Bmodel <- lm(y~x1+x2)
fit<-predict(Bmodel); fit
## 1 2 3 4 5 6
## 0.592756842 -0.859537751 3.443692531 4.858991830 2.300416215 2.348870196
## 7 8 9 10 11 12
## 33.339077564 1.694914631 2.465249419 -0.499536676 1.788863014 -0.005744327
## 13
## 2.452479720
res<-residuals(Bmodel); res
## 1 2 3 4 5 6 7
## 0.8156007 2.0717445 -2.2557887 -1.1470011 0.3321049 -1.7890385 0.7167702
## 8 9 10 11 12 13
## -0.4744065 -1.3775423 1.2122476 -1.1519840 2.6142750 0.4330180
qqnorm(res)
qqline(res)
Conclusion:
The residuals are distributed approximately along the straight line,
indicating that they can be considered approximately normally
distributed.
All plots
plot(Bmodel)
## Warning in sqrt(crit * p * (1 - hh)/hh): NaNs produced
## Warning in sqrt(crit * p * (1 - hh)/hh): NaNs produced
Conclusion:
The residuals mostly lie within acceptable limits, but observation 7
shows high leverage and could influence the model.
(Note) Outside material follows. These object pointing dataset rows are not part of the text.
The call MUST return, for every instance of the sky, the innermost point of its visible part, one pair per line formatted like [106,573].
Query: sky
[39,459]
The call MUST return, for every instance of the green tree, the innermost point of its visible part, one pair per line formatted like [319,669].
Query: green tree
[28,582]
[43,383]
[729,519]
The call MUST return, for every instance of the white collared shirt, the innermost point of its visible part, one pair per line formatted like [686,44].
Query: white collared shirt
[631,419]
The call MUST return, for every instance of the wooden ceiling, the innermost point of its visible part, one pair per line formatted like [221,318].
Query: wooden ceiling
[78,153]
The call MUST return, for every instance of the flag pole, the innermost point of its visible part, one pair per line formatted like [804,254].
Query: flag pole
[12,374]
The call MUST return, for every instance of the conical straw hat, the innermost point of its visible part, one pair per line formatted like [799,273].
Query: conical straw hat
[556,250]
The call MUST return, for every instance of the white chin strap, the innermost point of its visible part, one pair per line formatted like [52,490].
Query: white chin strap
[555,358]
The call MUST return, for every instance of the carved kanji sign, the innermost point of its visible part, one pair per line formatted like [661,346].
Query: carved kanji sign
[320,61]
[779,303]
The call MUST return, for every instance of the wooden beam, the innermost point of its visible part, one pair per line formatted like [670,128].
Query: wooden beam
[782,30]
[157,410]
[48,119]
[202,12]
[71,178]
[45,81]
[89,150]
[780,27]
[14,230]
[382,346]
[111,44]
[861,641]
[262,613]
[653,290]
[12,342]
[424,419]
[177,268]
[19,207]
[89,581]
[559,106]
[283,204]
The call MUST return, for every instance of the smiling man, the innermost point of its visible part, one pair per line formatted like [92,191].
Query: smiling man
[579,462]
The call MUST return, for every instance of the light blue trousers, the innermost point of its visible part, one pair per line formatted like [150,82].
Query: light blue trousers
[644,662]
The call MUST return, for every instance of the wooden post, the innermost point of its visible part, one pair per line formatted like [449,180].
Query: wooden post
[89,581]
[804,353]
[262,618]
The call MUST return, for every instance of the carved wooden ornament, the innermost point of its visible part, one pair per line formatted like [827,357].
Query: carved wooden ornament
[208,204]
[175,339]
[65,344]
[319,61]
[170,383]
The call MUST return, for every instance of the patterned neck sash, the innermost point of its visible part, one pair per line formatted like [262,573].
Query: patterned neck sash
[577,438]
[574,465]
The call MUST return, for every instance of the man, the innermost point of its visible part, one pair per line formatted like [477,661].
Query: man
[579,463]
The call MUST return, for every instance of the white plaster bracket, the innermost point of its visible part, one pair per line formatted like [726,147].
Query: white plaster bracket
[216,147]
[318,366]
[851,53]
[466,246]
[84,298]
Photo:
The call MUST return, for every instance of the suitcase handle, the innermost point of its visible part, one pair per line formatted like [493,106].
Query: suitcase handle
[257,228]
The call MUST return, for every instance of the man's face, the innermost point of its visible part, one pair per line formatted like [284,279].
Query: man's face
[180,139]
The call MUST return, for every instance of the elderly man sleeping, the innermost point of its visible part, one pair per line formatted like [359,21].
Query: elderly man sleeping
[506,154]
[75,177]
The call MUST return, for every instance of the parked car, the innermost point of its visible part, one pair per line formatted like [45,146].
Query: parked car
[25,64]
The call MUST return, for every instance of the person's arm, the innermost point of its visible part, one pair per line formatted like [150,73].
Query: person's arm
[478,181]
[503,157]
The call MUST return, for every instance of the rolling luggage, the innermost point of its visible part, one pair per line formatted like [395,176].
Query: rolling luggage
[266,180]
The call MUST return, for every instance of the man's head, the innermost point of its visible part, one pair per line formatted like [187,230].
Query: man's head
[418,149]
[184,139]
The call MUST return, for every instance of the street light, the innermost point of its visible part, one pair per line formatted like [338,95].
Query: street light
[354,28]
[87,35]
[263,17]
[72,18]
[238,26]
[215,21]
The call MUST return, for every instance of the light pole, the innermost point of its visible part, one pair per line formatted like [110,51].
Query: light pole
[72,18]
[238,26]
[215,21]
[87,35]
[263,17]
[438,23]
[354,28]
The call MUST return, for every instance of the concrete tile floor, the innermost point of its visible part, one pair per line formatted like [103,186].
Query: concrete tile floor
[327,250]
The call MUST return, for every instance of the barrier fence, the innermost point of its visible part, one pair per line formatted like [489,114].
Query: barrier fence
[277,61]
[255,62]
Overall, the model
seems stable, but influential points should be checked.
The main purpose of conducting the Durbin–Watson test is to determine whether there is autocorrelation among the residuals.
library(lmtest)
## Loading required package: zoo
##
## Attaching package: 'zoo'
## The following objects are masked from 'package:base':
##
## as.Date, as.Date.numeric
#dwtest
dwtest(Bmodel) #Test for independence of residuals
##
## Durbin-Watson test
##
## data: Bmodel
## DW = 2.5058, p-value = 0.8378
## alternative hypothesis: true autocorrelation is greater than 0
Conclusion:
Based on the Durbin–Watson test results, DW=2.5 va \(p-value=0.8378 > \alpha=0.2\), there is
no evidence of autocorrelation among the residuals. A DW value near 2
indicates independence of residuals, and values in the range of 1.5 to
2.5 are typically acceptable in practice.
Purpose of the test
The Jarque–Bera test is performed using the fBasics package and is used to check whether the skewness and kurtosis of the residuals conform to those of a normal distribution. The null hypothesis (\(H_0\)) of the Jarque–Bera test states that the residuals are normally distributed, meaning their skewness and kurtosis are equal to zero. If the \(p\text{-value} > \alpha\), we fail to reject \(H_0\), and therefore we can conclude that the residuals are normally distributed.
library(fBasics)
##
## Attaching package: 'fBasics'
## The following object is masked from 'package:car':
##
## densityPlot
jarqueberaTest(res)
##
## Title:
## Jarque-Bera Normality Test
##
## Test Results:
## STATISTIC:
## X-squared: 0.64
## P VALUE:
## Asymptotic p Value: 0.7262
Conclusion:
\[p-value=0.7262 > \alpha = 0,2\]
This means that the null hypothesis \(H_0\) is valid, and the residuals are
normally distributed.
Based on the collected data, the effects of gold reserves, trade openness, and inflation rate on the share of foreign direct investment (FDI) inflows were analyzed. Initially, three predictors were included in the model. However, according to the t-test results, the inflation rate (\(x_3\)) was found to be statistically insignificant and was therefore excluded from the final model. The remaining variables — gold reserves and trade openness — were retained as significant predictors at the 80% confidence level. The analysis revealed that trade openness is the strongest determinant of FDI inflows. The final model was found to be valid and suitable for forecasting purposes.
Economic implication: To enhance the inflow of foreign direct investment, countries should focus primarily on increasing their level of trade openness. Additionally, expanding national gold reserves can further strengthen investor confidence and contribute to greater investment inflows.